Leipzig. Da standen sie nun, die ersten beiden Wohnmodule. Ein wenig verloren wirkten die von Michael Fischer-Art bemalten Prototypen in der riesigen, zu einer Seite offenen Halle. Doch sie sollen ja auch nicht alleine bleiben, die bunten Häuschen. Nach einer Idee des Leipziger Künstlers und nach Plänen des Bauprojektentwicklers CG-Gruppe AG könnten schon bald viele, viele solcher Module unter dem Dach des früheren Postbahnhofes in Schönefeld stehen. Die Rede ist von bis zu 400. Sie sollen einmal rund 1000 Flüchtlingen eine vorübergehende Heimat sein. „In den separaten Wohnmodulen wollen wir die Asylbewerber, die zu uns kommen, menschenwürdig unterbringen“, sagte Christoph Gröner, der Vorstandsvorsitzende der CG-Gruppe, bei der gestrigen Präsentation des Projektes Postbahnhof in einem transparenten Zelt an Ort und Stelle. „So möchten wir dazu beitragen, dass Sporthallen künftig nicht mehr als Flüchtlingsunterkunft genutzt werden müssen und unseren Kindern wieder zur Verfügung stehen“, fügte der Vorstand hinzu.

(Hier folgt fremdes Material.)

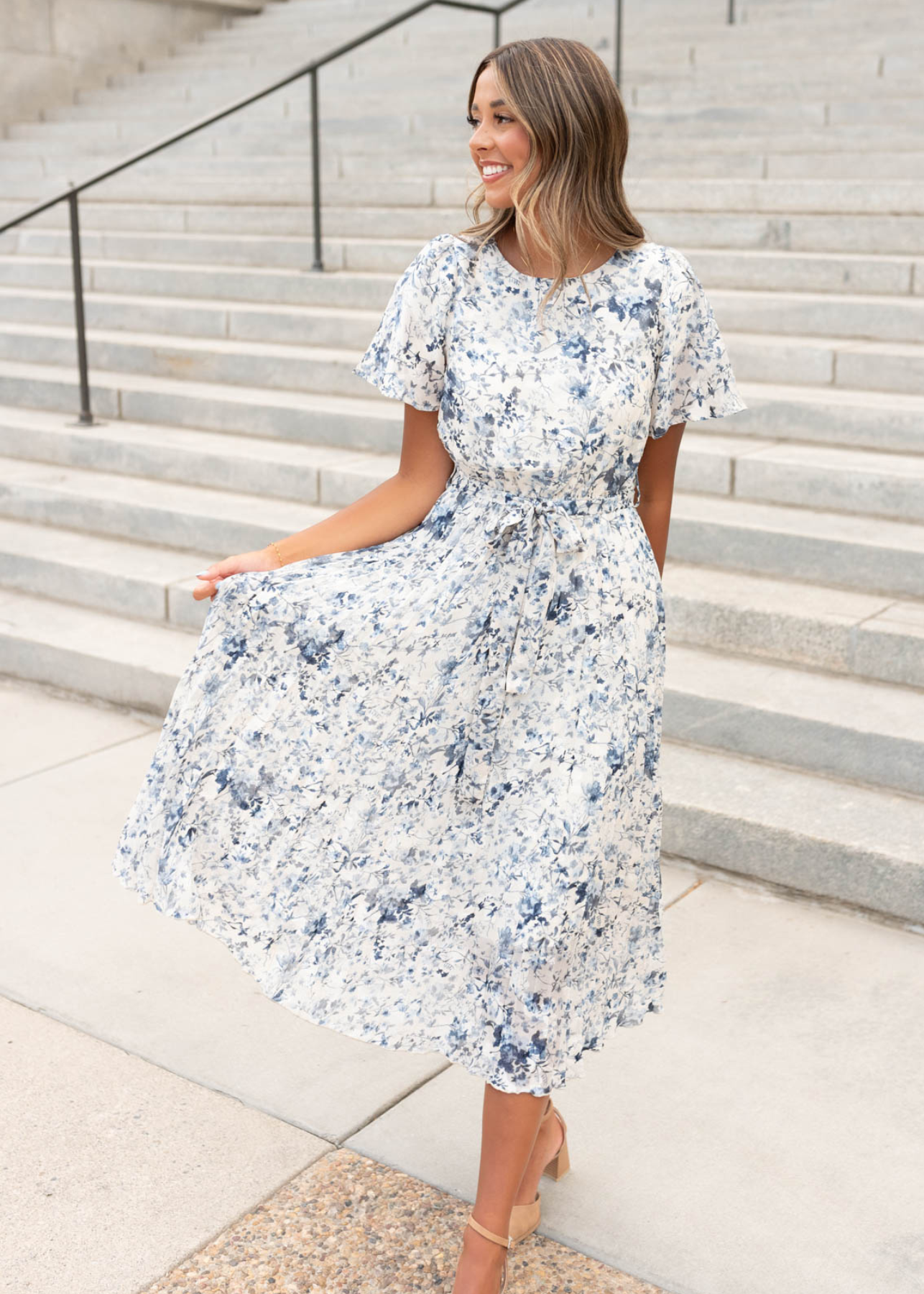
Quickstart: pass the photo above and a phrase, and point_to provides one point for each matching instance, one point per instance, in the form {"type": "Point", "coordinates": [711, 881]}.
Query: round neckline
{"type": "Point", "coordinates": [541, 278]}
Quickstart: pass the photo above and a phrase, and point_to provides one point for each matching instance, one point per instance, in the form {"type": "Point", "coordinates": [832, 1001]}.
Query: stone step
{"type": "Point", "coordinates": [804, 315]}
{"type": "Point", "coordinates": [820, 416]}
{"type": "Point", "coordinates": [844, 633]}
{"type": "Point", "coordinates": [200, 83]}
{"type": "Point", "coordinates": [664, 162]}
{"type": "Point", "coordinates": [323, 475]}
{"type": "Point", "coordinates": [241, 136]}
{"type": "Point", "coordinates": [814, 834]}
{"type": "Point", "coordinates": [843, 728]}
{"type": "Point", "coordinates": [867, 554]}
{"type": "Point", "coordinates": [833, 275]}
{"type": "Point", "coordinates": [174, 515]}
{"type": "Point", "coordinates": [307, 367]}
{"type": "Point", "coordinates": [835, 197]}
{"type": "Point", "coordinates": [851, 551]}
{"type": "Point", "coordinates": [839, 630]}
{"type": "Point", "coordinates": [888, 234]}
{"type": "Point", "coordinates": [748, 469]}
{"type": "Point", "coordinates": [122, 577]}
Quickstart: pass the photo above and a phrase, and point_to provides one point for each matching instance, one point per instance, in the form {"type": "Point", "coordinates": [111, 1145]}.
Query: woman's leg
{"type": "Point", "coordinates": [509, 1126]}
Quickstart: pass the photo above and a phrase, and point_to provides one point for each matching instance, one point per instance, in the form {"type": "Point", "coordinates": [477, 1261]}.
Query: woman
{"type": "Point", "coordinates": [412, 778]}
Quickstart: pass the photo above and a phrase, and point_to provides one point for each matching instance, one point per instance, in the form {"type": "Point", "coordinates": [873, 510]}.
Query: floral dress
{"type": "Point", "coordinates": [415, 787]}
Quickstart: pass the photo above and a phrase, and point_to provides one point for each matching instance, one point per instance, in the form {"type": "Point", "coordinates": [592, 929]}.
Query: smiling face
{"type": "Point", "coordinates": [499, 144]}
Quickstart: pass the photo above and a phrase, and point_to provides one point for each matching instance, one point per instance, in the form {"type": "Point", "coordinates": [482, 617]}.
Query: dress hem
{"type": "Point", "coordinates": [572, 1069]}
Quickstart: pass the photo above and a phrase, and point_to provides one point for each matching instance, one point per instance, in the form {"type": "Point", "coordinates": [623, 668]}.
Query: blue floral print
{"type": "Point", "coordinates": [415, 787]}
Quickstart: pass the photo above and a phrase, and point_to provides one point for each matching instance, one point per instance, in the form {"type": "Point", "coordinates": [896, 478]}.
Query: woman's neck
{"type": "Point", "coordinates": [593, 255]}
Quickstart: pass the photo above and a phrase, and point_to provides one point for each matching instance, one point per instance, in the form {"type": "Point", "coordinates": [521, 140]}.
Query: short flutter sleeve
{"type": "Point", "coordinates": [694, 378]}
{"type": "Point", "coordinates": [407, 357]}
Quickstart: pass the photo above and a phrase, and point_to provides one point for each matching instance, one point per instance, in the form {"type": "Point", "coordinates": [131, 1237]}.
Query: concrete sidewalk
{"type": "Point", "coordinates": [165, 1122]}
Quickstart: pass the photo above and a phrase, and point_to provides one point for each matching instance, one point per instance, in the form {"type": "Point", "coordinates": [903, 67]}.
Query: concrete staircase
{"type": "Point", "coordinates": [783, 155]}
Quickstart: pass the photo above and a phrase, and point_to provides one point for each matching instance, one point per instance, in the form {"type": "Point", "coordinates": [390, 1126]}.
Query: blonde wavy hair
{"type": "Point", "coordinates": [571, 188]}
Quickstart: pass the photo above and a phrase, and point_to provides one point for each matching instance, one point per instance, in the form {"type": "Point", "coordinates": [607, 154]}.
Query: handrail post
{"type": "Point", "coordinates": [316, 168]}
{"type": "Point", "coordinates": [618, 45]}
{"type": "Point", "coordinates": [86, 414]}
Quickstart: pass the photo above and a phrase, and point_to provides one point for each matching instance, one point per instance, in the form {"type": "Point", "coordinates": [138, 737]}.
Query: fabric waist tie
{"type": "Point", "coordinates": [539, 531]}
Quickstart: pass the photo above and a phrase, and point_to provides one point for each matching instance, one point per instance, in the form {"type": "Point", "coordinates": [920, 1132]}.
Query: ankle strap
{"type": "Point", "coordinates": [500, 1240]}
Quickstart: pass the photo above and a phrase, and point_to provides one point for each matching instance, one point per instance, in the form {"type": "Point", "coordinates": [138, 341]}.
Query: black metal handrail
{"type": "Point", "coordinates": [70, 194]}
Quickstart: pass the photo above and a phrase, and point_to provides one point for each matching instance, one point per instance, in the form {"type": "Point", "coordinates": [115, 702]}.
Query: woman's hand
{"type": "Point", "coordinates": [260, 559]}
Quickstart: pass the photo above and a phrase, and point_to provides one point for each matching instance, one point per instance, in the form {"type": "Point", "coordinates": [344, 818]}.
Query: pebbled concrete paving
{"type": "Point", "coordinates": [114, 1169]}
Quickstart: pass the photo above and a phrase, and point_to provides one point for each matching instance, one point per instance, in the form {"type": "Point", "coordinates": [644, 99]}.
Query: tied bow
{"type": "Point", "coordinates": [517, 623]}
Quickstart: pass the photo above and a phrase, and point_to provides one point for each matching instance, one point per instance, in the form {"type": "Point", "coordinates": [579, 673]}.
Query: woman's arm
{"type": "Point", "coordinates": [386, 511]}
{"type": "Point", "coordinates": [657, 488]}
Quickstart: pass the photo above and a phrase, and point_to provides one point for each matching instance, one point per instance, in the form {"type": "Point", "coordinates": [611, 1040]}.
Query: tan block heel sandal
{"type": "Point", "coordinates": [526, 1218]}
{"type": "Point", "coordinates": [499, 1240]}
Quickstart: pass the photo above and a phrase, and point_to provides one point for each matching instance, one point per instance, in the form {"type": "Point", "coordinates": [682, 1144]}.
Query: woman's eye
{"type": "Point", "coordinates": [499, 116]}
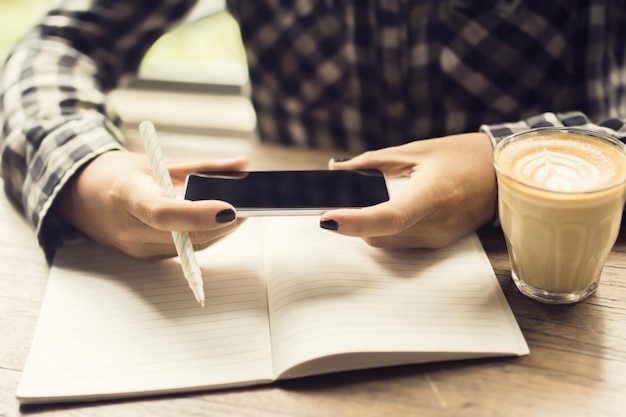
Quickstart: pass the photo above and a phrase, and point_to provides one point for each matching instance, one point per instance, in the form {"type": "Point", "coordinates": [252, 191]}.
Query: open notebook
{"type": "Point", "coordinates": [284, 299]}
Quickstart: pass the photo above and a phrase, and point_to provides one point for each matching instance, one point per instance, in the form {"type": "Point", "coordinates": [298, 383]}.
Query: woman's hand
{"type": "Point", "coordinates": [451, 192]}
{"type": "Point", "coordinates": [115, 201]}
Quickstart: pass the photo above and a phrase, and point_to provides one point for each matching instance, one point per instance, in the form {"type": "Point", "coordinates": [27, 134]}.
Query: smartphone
{"type": "Point", "coordinates": [263, 193]}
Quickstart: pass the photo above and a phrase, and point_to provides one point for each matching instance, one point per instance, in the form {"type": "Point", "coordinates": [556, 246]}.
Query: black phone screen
{"type": "Point", "coordinates": [312, 190]}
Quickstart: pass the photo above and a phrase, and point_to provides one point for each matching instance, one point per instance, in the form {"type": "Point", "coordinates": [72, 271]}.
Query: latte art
{"type": "Point", "coordinates": [561, 194]}
{"type": "Point", "coordinates": [562, 165]}
{"type": "Point", "coordinates": [558, 171]}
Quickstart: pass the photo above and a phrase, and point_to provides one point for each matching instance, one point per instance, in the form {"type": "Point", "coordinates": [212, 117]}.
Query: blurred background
{"type": "Point", "coordinates": [193, 80]}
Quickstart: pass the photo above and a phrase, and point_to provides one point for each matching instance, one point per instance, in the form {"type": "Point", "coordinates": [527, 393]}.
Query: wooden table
{"type": "Point", "coordinates": [577, 364]}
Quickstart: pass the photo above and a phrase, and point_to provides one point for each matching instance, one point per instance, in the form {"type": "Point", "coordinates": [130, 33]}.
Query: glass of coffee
{"type": "Point", "coordinates": [561, 194]}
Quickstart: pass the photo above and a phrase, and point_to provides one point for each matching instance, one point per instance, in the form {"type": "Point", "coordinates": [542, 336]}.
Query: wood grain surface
{"type": "Point", "coordinates": [577, 364]}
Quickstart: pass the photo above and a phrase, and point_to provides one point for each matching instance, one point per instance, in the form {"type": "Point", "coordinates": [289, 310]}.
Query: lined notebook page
{"type": "Point", "coordinates": [335, 294]}
{"type": "Point", "coordinates": [115, 326]}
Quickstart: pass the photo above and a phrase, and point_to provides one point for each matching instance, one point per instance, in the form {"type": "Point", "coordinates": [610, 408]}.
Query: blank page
{"type": "Point", "coordinates": [115, 326]}
{"type": "Point", "coordinates": [336, 294]}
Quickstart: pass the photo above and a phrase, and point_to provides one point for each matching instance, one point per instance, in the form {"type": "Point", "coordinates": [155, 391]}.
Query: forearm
{"type": "Point", "coordinates": [54, 91]}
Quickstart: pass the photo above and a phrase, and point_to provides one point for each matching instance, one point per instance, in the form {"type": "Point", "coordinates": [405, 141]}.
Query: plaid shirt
{"type": "Point", "coordinates": [348, 74]}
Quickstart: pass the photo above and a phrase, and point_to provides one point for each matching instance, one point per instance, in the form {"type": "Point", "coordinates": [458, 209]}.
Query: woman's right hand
{"type": "Point", "coordinates": [116, 201]}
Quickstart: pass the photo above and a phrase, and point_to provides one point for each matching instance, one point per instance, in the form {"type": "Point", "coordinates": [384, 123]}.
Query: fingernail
{"type": "Point", "coordinates": [225, 216]}
{"type": "Point", "coordinates": [329, 225]}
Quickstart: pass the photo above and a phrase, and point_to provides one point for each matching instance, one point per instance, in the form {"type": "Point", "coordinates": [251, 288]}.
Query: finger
{"type": "Point", "coordinates": [153, 207]}
{"type": "Point", "coordinates": [405, 209]}
{"type": "Point", "coordinates": [391, 161]}
{"type": "Point", "coordinates": [204, 238]}
{"type": "Point", "coordinates": [179, 170]}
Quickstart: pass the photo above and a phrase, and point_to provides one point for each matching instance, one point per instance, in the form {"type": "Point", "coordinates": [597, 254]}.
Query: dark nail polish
{"type": "Point", "coordinates": [329, 225]}
{"type": "Point", "coordinates": [225, 216]}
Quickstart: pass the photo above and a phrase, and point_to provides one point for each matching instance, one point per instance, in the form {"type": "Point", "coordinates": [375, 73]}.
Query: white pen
{"type": "Point", "coordinates": [188, 260]}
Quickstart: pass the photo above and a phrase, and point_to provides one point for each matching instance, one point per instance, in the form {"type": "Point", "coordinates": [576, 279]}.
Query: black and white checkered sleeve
{"type": "Point", "coordinates": [614, 126]}
{"type": "Point", "coordinates": [54, 94]}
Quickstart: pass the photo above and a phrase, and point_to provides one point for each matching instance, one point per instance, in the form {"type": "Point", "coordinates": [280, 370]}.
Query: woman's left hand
{"type": "Point", "coordinates": [451, 192]}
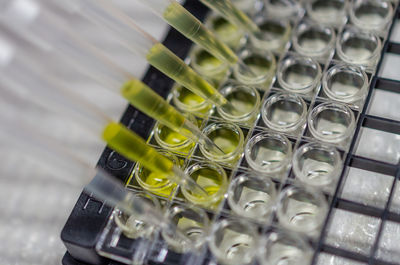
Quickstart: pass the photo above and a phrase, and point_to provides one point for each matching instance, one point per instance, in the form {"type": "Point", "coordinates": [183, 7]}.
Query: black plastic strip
{"type": "Point", "coordinates": [359, 208]}
{"type": "Point", "coordinates": [372, 165]}
{"type": "Point", "coordinates": [384, 217]}
{"type": "Point", "coordinates": [381, 124]}
{"type": "Point", "coordinates": [352, 145]}
{"type": "Point", "coordinates": [388, 85]}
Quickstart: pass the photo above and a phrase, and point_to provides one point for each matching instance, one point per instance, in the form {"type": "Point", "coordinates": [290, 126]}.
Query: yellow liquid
{"type": "Point", "coordinates": [173, 141]}
{"type": "Point", "coordinates": [133, 147]}
{"type": "Point", "coordinates": [227, 32]}
{"type": "Point", "coordinates": [230, 11]}
{"type": "Point", "coordinates": [171, 65]}
{"type": "Point", "coordinates": [189, 98]}
{"type": "Point", "coordinates": [154, 182]}
{"type": "Point", "coordinates": [178, 17]}
{"type": "Point", "coordinates": [149, 102]}
{"type": "Point", "coordinates": [259, 65]}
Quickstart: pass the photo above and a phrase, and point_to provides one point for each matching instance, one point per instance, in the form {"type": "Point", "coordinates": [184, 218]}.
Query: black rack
{"type": "Point", "coordinates": [90, 216]}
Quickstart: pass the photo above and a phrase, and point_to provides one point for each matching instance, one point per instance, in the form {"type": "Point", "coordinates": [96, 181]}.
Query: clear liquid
{"type": "Point", "coordinates": [332, 124]}
{"type": "Point", "coordinates": [227, 140]}
{"type": "Point", "coordinates": [371, 15]}
{"type": "Point", "coordinates": [299, 75]}
{"type": "Point", "coordinates": [243, 102]}
{"type": "Point", "coordinates": [287, 255]}
{"type": "Point", "coordinates": [359, 50]}
{"type": "Point", "coordinates": [236, 246]}
{"type": "Point", "coordinates": [317, 172]}
{"type": "Point", "coordinates": [285, 113]}
{"type": "Point", "coordinates": [268, 154]}
{"type": "Point", "coordinates": [211, 181]}
{"type": "Point", "coordinates": [301, 213]}
{"type": "Point", "coordinates": [313, 41]}
{"type": "Point", "coordinates": [254, 202]}
{"type": "Point", "coordinates": [178, 17]}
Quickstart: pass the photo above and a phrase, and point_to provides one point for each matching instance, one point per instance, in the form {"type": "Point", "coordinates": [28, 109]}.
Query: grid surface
{"type": "Point", "coordinates": [378, 218]}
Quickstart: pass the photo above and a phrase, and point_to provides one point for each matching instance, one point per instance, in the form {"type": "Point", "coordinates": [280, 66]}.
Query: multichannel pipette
{"type": "Point", "coordinates": [107, 74]}
{"type": "Point", "coordinates": [135, 39]}
{"type": "Point", "coordinates": [187, 24]}
{"type": "Point", "coordinates": [237, 17]}
{"type": "Point", "coordinates": [21, 74]}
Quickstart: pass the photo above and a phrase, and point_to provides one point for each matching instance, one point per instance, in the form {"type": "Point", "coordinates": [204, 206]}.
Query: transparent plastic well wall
{"type": "Point", "coordinates": [357, 228]}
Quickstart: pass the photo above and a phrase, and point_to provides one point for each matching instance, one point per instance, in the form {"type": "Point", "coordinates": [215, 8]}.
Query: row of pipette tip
{"type": "Point", "coordinates": [32, 77]}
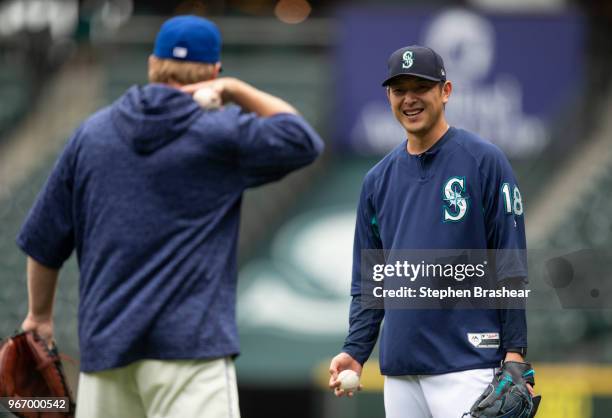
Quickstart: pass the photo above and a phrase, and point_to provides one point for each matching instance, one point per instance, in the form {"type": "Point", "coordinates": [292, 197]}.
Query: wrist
{"type": "Point", "coordinates": [40, 317]}
{"type": "Point", "coordinates": [231, 87]}
{"type": "Point", "coordinates": [510, 356]}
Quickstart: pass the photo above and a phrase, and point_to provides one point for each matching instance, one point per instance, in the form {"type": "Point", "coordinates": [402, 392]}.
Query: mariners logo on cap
{"type": "Point", "coordinates": [179, 52]}
{"type": "Point", "coordinates": [407, 59]}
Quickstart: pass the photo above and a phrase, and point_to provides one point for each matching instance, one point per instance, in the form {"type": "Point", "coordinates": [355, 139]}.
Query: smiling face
{"type": "Point", "coordinates": [418, 104]}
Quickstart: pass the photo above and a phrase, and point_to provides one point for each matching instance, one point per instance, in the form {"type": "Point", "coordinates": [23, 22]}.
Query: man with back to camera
{"type": "Point", "coordinates": [148, 191]}
{"type": "Point", "coordinates": [431, 369]}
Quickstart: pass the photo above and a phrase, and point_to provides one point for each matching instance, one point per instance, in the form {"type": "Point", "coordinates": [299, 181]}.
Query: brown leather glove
{"type": "Point", "coordinates": [28, 368]}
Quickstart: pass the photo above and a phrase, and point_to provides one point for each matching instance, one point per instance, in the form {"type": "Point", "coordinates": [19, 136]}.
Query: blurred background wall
{"type": "Point", "coordinates": [530, 75]}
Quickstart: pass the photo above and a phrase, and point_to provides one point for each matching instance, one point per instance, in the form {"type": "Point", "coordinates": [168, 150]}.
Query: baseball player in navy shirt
{"type": "Point", "coordinates": [148, 192]}
{"type": "Point", "coordinates": [442, 188]}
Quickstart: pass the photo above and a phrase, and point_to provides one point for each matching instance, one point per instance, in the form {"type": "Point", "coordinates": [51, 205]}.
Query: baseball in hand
{"type": "Point", "coordinates": [349, 380]}
{"type": "Point", "coordinates": [207, 98]}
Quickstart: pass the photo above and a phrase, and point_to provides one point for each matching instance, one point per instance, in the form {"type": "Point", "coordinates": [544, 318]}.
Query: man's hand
{"type": "Point", "coordinates": [43, 327]}
{"type": "Point", "coordinates": [342, 361]}
{"type": "Point", "coordinates": [231, 89]}
{"type": "Point", "coordinates": [222, 86]}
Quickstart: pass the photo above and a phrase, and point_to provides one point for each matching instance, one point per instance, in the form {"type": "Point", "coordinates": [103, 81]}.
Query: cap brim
{"type": "Point", "coordinates": [426, 77]}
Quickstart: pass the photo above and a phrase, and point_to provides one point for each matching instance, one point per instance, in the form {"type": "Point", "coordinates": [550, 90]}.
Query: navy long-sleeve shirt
{"type": "Point", "coordinates": [148, 191]}
{"type": "Point", "coordinates": [460, 194]}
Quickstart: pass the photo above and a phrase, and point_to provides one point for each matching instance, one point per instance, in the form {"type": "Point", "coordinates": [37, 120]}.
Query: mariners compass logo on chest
{"type": "Point", "coordinates": [455, 199]}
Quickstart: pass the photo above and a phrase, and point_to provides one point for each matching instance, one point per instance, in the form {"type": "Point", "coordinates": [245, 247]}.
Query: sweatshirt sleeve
{"type": "Point", "coordinates": [271, 147]}
{"type": "Point", "coordinates": [504, 218]}
{"type": "Point", "coordinates": [47, 235]}
{"type": "Point", "coordinates": [364, 323]}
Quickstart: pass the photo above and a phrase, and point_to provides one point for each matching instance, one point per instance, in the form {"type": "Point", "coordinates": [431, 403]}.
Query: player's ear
{"type": "Point", "coordinates": [447, 89]}
{"type": "Point", "coordinates": [216, 70]}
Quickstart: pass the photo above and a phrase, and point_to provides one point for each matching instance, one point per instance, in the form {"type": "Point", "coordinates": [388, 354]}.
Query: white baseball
{"type": "Point", "coordinates": [207, 98]}
{"type": "Point", "coordinates": [349, 380]}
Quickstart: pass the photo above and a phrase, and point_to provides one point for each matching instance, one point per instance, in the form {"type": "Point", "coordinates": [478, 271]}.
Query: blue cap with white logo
{"type": "Point", "coordinates": [419, 61]}
{"type": "Point", "coordinates": [188, 38]}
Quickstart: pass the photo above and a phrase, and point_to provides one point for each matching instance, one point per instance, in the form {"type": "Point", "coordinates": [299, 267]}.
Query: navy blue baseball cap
{"type": "Point", "coordinates": [188, 38]}
{"type": "Point", "coordinates": [416, 60]}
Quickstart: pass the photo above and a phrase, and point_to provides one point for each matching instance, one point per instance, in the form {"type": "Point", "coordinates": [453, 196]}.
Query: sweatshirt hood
{"type": "Point", "coordinates": [151, 116]}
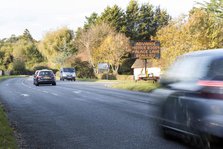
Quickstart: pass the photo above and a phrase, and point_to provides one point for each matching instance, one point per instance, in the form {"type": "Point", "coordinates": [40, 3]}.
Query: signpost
{"type": "Point", "coordinates": [146, 50]}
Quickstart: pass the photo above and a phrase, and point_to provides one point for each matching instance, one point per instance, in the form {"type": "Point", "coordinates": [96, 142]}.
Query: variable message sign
{"type": "Point", "coordinates": [146, 49]}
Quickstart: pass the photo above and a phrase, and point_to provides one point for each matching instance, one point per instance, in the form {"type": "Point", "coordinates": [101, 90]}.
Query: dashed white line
{"type": "Point", "coordinates": [25, 95]}
{"type": "Point", "coordinates": [77, 91]}
{"type": "Point", "coordinates": [54, 94]}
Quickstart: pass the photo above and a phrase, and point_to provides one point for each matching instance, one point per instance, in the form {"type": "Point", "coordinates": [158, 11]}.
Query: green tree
{"type": "Point", "coordinates": [146, 22]}
{"type": "Point", "coordinates": [114, 16]}
{"type": "Point", "coordinates": [199, 31]}
{"type": "Point", "coordinates": [91, 39]}
{"type": "Point", "coordinates": [57, 46]}
{"type": "Point", "coordinates": [91, 20]}
{"type": "Point", "coordinates": [112, 50]}
{"type": "Point", "coordinates": [214, 6]}
{"type": "Point", "coordinates": [132, 13]}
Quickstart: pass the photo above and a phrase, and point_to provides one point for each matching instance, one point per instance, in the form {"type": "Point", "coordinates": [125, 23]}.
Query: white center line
{"type": "Point", "coordinates": [77, 91]}
{"type": "Point", "coordinates": [54, 94]}
{"type": "Point", "coordinates": [25, 95]}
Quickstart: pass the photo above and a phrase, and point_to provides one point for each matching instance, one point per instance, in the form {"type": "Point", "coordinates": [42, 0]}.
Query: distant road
{"type": "Point", "coordinates": [81, 115]}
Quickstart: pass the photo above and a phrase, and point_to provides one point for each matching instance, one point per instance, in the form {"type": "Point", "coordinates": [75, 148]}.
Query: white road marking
{"type": "Point", "coordinates": [77, 91]}
{"type": "Point", "coordinates": [25, 95]}
{"type": "Point", "coordinates": [54, 94]}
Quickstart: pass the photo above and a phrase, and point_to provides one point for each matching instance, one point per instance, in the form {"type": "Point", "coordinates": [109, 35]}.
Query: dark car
{"type": "Point", "coordinates": [191, 97]}
{"type": "Point", "coordinates": [44, 77]}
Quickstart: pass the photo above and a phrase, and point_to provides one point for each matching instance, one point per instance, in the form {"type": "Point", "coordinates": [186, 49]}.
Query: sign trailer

Gröners letztgenannter Gedanke inspirierte Fischer-Art dazu, von seinem16-jährigen Filius, der erfolgreicher Degenfechter ist, und weiteren hoffnungsvollen Leipziger Sporttalenten zu erzählen. Vor wenigen Monaten wurden die jungen Leute quasi über Nacht mit dem Fakt konfrontiert, dass ihnen die Ernst-Grube-Halle auf dem Sportcampus der Uni für Trainingszwecke vorerst nicht mehr zur Verfügung steht. „In der Grube-Halle starren die Flüchtlinge jetzt an die Decke, das ist doch auch kein Zustand“, sagte der Künstler. In Schönefeld würde stattdessen der Ansatz angestrebt, in einem Umfeld mit Arbeits-, (Aus-)Bildungs-, Sport- und Freizeitmöglichkeiten der Integration Vorschub zu leisten. „Und diese unverwüstlichen Wohnmodule, schnell und leicht zusammengeschraubt, könnten später als Basis für den Aufbau der in Syrien zerstörten Städte dienen, also wiederverwendet werden.“
Die Leichtbau-Teile wurden gemeinsam vom Fraunhofer-Institut für Werkstoffmechanik in Halle und dem Leipziger Unternehmen Deiz Composite entwickelt. Jedes Modul bietet 15 Quadratmeter Wohnraum, zwei Betten, Stühle, Tisch und einen eigenen Sanitärbereich. Die jeweils 16 000 Euro teuren Module werden von Fischer-Art allesamt künstlerisch gestaltet – damit ein wenig Farbe ins Leben der Flüchtlinge kommt.
Die CG-Gruppe hat das seit mehr als 20 Jahren brachliegende, 8,3 Hektar große Postbahnhof-Areal vor einem Jahr erworben. Die denkmalgeschützten Gebäude werden jetzt für 25 Millionen Euro saniert. Wie die Gewerbehöfe in Plagwitz soll auch das 1912 eröffnete Bahnhofsgelände als „ein herausragender Gewerbestandort“ entwickelt werden. Ginge es nach CG-Chef Gröner, gern mit einer Interimsphase, in der die Fläche unter den acht riesigen Stahlbögen und die Nordhalle als Wohnquartiere genutzt werden. „Bis zum Frühjahr 2016 hätten wir gern Klarheit, ob das Land oder am Ende die Stadt unsere Offerte annimmt. Wir würden wirklich sehr gern helfen, es ist ein ehrlich gemeintes Angebot“, sagte Gröner. Dem Freistaat Sachsen läge längst ein Mietvertragsentwurf vor – Laufzeit fünf Jahre. Das Papier werde gerade geprüft, mit einer Entscheidung sei allerdings nicht vor Januar/Februar 2016 zu rechnen. Inzwischen habe sich auch die Kommune interessiert gezeigt, schilderte er.
Zwei Vertreter der Stadtverwaltung wohnten der gestrigen Projekt-Präsentation bei und wurden vom Vorstandsvor-sitzenden ausgesprochen freundlich begrüßt. Für das Modul-Dorf unterm Postbahnhofsdach würde die CG-Gruppe zusätzliche sechs bis acht Millionen Euro in die Hand nehmen.